A flip-flop is one of the basic sequential circuits in digital electronics. It has many important applications in memory registers, counters, dividers, sequencers and microprocessors. However, although all flip-flops are capable of storing a single binary bit of information, there are many varieties of flip-flops, which may be divided into four basic kinds: RS, JK, D and T.
A basic RS flip-flop or latch comprises a pair of NOR gates each having an input connected to the output of the other. This basic RS flip-flop may have additional logic elements and a clock input added to form a clocked RS flip-flop; and two clocked RS flip-flops may be combined to form a clocked, masterslave RS flip-flop. An RS flip-flop has the advantage of being the simplest flip-flop but has the disadvantage of having an undefined state with one of the four possible combinations of inputs. A JK flip-flop is basically a clocked RS flip-flop with several logical connections which define the undefined state of the RS flip-flop and allow all possible combinations of inputs.
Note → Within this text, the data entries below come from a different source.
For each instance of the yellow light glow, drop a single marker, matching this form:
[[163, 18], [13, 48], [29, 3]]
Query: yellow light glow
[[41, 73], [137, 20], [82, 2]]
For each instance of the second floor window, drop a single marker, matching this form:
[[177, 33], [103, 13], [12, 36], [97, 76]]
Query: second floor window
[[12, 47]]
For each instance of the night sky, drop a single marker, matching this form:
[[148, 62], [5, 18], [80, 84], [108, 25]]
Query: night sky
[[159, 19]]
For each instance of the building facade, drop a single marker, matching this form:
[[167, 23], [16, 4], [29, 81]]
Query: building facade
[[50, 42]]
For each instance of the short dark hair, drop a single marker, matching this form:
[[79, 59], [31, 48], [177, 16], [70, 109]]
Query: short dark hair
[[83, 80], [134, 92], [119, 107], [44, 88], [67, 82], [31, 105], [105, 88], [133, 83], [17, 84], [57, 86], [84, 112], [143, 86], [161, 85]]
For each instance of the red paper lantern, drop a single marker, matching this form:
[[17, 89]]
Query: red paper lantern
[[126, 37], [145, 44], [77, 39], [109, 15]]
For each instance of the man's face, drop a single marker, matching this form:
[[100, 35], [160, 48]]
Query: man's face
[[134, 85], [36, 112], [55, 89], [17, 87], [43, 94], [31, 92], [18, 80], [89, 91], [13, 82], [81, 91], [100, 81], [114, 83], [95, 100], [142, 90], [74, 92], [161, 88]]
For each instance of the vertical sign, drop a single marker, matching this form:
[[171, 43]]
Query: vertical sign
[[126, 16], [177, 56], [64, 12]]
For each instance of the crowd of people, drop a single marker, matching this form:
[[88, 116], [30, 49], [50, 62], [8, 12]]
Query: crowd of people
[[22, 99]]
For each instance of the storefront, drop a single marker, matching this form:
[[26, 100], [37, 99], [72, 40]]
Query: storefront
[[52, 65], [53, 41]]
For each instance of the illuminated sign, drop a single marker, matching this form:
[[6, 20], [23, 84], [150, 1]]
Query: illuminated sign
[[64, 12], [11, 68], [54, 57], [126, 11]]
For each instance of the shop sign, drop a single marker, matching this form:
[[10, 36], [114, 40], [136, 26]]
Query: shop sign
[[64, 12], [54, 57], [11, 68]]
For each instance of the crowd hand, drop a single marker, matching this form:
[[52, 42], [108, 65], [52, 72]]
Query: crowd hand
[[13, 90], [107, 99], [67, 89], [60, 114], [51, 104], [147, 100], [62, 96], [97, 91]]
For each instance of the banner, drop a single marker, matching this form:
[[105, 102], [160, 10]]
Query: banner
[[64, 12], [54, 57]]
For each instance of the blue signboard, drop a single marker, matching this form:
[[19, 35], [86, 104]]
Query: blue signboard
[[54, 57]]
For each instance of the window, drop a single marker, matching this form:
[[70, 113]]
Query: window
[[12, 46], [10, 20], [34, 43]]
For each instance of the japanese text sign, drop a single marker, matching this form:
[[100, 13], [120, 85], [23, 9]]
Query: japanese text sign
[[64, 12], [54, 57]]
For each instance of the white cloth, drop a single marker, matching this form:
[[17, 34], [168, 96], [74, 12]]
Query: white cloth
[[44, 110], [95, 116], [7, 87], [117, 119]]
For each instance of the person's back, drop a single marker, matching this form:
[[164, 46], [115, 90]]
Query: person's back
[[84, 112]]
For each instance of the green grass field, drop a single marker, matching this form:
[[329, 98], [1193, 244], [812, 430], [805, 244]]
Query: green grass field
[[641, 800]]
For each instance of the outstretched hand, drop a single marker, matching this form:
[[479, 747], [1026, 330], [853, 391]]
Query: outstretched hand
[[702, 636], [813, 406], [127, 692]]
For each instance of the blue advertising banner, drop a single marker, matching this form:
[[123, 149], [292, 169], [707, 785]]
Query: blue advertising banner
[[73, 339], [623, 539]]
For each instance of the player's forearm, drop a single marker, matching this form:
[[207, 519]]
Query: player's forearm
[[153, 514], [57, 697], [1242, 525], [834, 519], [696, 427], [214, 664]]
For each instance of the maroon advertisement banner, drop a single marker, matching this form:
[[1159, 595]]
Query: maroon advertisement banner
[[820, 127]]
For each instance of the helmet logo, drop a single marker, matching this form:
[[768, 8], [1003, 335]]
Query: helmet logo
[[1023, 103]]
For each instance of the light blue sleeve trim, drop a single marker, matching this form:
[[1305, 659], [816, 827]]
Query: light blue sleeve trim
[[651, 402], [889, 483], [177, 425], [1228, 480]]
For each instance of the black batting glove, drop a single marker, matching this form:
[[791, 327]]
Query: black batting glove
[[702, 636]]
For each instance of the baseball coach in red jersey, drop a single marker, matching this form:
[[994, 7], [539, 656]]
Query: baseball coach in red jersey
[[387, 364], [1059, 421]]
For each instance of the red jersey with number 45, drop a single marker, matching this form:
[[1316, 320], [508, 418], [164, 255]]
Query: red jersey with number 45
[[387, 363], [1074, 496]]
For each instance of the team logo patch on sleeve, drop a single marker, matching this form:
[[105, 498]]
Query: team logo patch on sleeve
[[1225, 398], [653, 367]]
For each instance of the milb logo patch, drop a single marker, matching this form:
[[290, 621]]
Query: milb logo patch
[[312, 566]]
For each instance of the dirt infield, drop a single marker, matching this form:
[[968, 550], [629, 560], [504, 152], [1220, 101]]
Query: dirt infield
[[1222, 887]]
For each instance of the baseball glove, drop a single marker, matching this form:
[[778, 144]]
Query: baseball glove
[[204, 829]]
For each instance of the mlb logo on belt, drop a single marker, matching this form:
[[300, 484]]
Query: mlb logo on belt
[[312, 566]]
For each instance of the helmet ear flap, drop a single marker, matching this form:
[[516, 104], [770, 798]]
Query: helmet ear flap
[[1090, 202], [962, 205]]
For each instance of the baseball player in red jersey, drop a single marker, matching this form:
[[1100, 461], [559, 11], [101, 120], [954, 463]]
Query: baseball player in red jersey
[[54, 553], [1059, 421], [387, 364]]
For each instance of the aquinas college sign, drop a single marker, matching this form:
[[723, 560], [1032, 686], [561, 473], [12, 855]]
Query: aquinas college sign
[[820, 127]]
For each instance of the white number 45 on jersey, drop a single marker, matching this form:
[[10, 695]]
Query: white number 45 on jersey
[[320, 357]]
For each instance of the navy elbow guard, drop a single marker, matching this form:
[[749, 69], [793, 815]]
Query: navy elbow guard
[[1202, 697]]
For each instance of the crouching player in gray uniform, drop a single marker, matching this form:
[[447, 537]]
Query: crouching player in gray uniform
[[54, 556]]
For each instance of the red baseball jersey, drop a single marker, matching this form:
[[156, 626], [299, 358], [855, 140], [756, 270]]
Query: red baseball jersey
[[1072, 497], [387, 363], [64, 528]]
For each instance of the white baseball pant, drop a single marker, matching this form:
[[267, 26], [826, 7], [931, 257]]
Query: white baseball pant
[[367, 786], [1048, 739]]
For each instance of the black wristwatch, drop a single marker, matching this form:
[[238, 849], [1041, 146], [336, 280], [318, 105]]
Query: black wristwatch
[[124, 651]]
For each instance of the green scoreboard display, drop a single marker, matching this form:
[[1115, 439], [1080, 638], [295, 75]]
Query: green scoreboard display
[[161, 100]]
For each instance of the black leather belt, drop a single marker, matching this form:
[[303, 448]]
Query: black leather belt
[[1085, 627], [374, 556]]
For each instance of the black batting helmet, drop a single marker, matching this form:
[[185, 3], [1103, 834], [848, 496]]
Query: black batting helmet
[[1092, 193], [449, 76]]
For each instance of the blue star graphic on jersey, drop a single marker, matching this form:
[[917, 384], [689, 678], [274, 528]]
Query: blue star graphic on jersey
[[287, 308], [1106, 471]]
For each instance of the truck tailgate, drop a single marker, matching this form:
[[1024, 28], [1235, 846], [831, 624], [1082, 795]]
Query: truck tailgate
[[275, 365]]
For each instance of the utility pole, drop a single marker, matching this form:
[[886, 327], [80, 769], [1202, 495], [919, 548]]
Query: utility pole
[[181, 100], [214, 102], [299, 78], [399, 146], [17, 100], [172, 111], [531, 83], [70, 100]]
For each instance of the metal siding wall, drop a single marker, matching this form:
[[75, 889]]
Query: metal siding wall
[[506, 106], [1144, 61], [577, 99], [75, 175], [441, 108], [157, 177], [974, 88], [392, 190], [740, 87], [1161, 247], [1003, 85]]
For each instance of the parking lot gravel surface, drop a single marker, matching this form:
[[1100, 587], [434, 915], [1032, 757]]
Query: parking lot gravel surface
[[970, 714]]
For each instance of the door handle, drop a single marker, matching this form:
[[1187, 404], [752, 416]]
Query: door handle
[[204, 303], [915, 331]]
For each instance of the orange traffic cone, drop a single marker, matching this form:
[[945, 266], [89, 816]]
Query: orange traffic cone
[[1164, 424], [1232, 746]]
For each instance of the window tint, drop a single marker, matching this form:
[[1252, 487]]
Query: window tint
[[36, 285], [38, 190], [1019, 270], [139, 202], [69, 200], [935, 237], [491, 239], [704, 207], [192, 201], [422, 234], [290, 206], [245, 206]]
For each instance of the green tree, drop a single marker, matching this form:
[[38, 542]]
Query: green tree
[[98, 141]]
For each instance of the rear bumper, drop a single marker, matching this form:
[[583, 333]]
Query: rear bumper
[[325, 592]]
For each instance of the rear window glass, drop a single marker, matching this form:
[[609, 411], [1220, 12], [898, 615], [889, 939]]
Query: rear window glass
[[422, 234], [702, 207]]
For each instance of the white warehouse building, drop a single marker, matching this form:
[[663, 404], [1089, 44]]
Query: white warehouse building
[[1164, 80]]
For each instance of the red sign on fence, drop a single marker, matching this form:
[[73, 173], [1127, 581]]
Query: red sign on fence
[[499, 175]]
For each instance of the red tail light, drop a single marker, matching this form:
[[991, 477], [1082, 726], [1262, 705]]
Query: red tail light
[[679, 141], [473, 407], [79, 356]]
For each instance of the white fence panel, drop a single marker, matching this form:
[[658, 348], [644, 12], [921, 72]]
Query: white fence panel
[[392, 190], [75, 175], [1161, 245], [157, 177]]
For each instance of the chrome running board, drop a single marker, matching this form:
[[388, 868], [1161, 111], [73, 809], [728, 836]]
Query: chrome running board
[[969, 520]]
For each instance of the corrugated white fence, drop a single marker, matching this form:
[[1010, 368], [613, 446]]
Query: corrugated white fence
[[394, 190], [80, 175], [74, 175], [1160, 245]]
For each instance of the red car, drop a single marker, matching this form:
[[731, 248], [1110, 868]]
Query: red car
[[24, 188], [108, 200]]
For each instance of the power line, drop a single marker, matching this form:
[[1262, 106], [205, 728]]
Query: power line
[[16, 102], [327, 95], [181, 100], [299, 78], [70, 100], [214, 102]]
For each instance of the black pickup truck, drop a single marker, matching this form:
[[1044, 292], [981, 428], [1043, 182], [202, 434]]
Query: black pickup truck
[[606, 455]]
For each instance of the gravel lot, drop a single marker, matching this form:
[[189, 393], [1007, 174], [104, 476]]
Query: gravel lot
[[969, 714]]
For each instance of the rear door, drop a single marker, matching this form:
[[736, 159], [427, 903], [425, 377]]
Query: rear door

A D flip-flop is one with only one data input in which the output follows that data input with each clock pulse. A T flip-flop has a single toggle input; and, when the toggle input is supplied with a logic 1 the flip-flop changes state or toggles each time it receives a clock pulse.
It is well known that the different kinds of flip-flop are closely related and many can be formed from one or more of the others with specific external connections and/or additional logic elements. For example, a T flip-flop may be formed from a JK flip-flop by tying both inputs together; and a D flip-flop may be formed from an RS or JK flip-flop by tying one input to the other through an inverter. However, each of these transformations must be made individually by an actual physical connection and/or the addition of another logic element. It would appear to be advantageous to have a universal flip-flop which could be externally programmed by means of one or more logic signals to operate as any one of the four basic kinds of flip-flops. Such a universal, signal programmable flip-flop would be a versatile addition to the area of programmed digital electronics in that it would enable a computer or similar digital device to change its own internal circuitry in response to software instructions. In addition, a universal flip-flop may result in inventory or assembly savings in more conventional flip-flop use in digital electronic circuitry.